Alongside this, Dominello announced that the Department of Customer Service’s spatial services team and CSIRO’s Data61 have developed a mobile-friendly version of the digital twin platform, which is now live.
“By boosting access to the Spatial Digital Twin through smartphones and tablets, the NSW government is making it easier for customers to collaborate and gain planning information about their streets, neighbourhoods, and communities,” he said.
The state government added it will be developing a new platform known as the Live.NSW customer platform aimed to “deliver a simplified user experience which allows the community to search for information based on their needs and places of interest”.
Due to launch early next year, Live.NSW will include snapshot information about existing infrastructure, such as local schools, and what is planned for the future.
“The Live.NSW customer platform can be used to inform life decisions like where to move based on school catchments, as well as improving engagement with government planning and delivery,” Dominello said.

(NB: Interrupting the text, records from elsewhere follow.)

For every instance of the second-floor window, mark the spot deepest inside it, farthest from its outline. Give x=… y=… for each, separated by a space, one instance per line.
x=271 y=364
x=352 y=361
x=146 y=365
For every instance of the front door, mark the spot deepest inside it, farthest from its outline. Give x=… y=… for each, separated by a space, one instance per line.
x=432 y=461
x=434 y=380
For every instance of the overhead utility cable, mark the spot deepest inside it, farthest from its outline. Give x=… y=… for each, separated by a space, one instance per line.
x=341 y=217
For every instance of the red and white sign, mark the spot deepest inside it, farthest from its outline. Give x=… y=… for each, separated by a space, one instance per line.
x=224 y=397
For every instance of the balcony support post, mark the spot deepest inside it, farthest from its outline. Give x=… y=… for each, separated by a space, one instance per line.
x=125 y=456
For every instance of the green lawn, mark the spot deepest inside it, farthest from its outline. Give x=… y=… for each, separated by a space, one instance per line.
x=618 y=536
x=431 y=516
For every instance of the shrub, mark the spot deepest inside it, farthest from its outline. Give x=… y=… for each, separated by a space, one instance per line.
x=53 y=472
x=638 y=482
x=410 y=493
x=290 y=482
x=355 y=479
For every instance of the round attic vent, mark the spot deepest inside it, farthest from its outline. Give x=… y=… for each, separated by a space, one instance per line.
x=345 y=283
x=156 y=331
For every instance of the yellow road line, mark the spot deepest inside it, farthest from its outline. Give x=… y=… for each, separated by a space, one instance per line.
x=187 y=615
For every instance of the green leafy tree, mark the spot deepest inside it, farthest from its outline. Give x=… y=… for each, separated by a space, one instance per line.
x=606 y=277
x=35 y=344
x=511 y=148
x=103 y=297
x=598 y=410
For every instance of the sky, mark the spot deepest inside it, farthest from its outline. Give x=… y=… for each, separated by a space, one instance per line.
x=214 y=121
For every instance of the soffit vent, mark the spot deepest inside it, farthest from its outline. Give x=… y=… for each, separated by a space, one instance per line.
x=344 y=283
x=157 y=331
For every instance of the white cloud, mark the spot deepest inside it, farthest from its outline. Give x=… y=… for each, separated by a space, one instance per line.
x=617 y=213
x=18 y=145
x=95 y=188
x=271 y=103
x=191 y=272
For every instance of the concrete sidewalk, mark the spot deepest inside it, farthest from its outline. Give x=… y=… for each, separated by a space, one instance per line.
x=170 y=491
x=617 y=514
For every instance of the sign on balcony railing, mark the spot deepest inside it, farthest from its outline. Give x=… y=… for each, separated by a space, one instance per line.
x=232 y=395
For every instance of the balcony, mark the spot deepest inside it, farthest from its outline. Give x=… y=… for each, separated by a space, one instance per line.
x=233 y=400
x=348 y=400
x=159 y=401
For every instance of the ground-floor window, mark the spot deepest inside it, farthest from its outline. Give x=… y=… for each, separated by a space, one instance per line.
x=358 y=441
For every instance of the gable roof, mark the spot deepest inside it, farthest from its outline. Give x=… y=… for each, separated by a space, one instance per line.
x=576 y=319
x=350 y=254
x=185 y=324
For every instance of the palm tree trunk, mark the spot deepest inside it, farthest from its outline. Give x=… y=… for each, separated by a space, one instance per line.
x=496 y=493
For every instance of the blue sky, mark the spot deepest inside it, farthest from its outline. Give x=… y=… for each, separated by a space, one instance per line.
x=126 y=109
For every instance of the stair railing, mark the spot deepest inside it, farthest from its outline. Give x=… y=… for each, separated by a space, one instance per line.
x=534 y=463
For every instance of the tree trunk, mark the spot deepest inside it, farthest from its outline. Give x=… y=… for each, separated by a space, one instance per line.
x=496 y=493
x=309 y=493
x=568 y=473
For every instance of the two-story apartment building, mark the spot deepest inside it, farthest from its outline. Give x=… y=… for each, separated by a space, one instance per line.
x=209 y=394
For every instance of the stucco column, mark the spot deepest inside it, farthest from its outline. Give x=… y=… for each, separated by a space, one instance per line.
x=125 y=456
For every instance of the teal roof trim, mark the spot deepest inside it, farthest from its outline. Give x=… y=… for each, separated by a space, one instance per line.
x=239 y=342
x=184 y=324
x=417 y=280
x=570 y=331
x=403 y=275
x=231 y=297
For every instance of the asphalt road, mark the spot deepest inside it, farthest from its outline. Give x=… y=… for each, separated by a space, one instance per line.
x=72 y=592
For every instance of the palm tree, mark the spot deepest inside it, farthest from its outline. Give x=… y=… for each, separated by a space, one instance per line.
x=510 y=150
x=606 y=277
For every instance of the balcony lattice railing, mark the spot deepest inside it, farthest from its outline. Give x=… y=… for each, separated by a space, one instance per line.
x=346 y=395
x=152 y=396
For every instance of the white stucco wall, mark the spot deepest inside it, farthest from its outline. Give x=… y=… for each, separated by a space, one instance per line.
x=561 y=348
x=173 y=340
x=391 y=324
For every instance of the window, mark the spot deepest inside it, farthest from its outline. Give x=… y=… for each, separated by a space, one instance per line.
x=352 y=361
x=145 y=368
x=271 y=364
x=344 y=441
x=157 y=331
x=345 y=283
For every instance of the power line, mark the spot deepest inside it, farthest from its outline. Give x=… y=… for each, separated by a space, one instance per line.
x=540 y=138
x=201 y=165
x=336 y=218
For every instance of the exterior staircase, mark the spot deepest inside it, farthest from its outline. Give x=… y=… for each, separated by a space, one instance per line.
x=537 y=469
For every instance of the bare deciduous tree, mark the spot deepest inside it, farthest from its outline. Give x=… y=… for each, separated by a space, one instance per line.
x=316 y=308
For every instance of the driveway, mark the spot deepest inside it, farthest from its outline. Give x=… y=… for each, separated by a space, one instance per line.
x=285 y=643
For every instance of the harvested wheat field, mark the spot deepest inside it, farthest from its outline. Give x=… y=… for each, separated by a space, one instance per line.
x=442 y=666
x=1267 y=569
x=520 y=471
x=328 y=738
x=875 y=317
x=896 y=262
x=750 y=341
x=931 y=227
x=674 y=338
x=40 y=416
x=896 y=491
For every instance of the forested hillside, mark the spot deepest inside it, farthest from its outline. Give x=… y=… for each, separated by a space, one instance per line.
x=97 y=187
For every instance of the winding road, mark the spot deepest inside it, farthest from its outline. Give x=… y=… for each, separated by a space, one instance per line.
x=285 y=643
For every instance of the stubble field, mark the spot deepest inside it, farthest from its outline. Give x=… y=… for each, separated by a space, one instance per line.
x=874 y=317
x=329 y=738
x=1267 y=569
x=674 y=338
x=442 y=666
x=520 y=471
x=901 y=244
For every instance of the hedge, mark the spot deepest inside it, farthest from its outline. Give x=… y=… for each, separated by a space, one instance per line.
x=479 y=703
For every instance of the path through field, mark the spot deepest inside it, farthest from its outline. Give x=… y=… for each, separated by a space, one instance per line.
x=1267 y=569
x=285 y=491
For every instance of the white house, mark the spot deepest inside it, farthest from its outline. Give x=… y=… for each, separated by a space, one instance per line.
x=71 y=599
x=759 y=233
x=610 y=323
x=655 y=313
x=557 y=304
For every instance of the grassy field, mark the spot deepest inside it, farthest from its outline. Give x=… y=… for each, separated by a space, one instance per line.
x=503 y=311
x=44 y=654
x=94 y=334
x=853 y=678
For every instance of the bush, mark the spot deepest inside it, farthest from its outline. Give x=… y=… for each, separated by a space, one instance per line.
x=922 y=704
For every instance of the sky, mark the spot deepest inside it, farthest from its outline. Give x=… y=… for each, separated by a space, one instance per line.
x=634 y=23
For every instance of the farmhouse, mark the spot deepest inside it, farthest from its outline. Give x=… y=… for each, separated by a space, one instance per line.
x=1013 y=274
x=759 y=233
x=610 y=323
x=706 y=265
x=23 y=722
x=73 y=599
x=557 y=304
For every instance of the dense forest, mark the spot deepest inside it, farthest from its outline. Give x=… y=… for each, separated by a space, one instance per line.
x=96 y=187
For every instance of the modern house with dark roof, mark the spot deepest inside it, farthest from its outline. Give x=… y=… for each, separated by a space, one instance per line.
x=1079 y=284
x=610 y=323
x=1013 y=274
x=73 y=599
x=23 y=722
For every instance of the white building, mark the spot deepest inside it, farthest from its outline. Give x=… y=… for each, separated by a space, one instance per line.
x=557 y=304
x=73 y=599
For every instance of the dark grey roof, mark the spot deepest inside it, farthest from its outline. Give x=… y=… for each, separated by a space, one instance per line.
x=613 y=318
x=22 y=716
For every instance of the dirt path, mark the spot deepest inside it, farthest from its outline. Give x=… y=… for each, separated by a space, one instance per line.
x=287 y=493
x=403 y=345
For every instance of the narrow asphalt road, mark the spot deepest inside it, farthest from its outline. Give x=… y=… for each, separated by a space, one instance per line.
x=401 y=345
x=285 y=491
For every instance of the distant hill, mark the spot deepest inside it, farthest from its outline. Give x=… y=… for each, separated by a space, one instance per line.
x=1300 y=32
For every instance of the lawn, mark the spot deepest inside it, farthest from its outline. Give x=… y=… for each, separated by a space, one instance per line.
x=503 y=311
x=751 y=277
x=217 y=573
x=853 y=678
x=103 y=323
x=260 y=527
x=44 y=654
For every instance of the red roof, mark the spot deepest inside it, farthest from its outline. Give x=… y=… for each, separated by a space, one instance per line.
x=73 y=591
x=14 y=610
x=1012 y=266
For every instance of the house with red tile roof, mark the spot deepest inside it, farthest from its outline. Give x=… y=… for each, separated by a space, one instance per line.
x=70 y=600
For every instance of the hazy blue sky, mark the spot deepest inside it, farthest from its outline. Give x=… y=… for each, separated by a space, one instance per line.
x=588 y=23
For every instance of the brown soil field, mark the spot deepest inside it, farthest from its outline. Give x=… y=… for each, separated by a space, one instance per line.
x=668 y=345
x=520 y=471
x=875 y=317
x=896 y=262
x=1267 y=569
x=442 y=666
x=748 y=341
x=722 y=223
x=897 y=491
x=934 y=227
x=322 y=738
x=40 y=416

“Live.NSW will be highly visual, interactive, and easy to use, with customers able to search their suburb and check information available in their area that is relevant to their needs.”
The announcements come a day after NSW Premier Dominic Perrottet announced during his 2021 Bradfield Oration on Thursday evening that the state government will be establishing a Department of Enterprise and Investment, which will include the creation of a new role in cabinet, Minister for Science, Innovation and Technology, to oversee collaboration between government and universities.
He also announced the appointment of a Commissioner for Modern Manufacturing, which he described is a role that will be responsible for identifying “local research and ideas that we can turn into manufacturing opportunities”.
The work carried out by the commissioner will be supported by a taskforce headed by Venues NSW chairman Tony Shepherd, Perrottet said.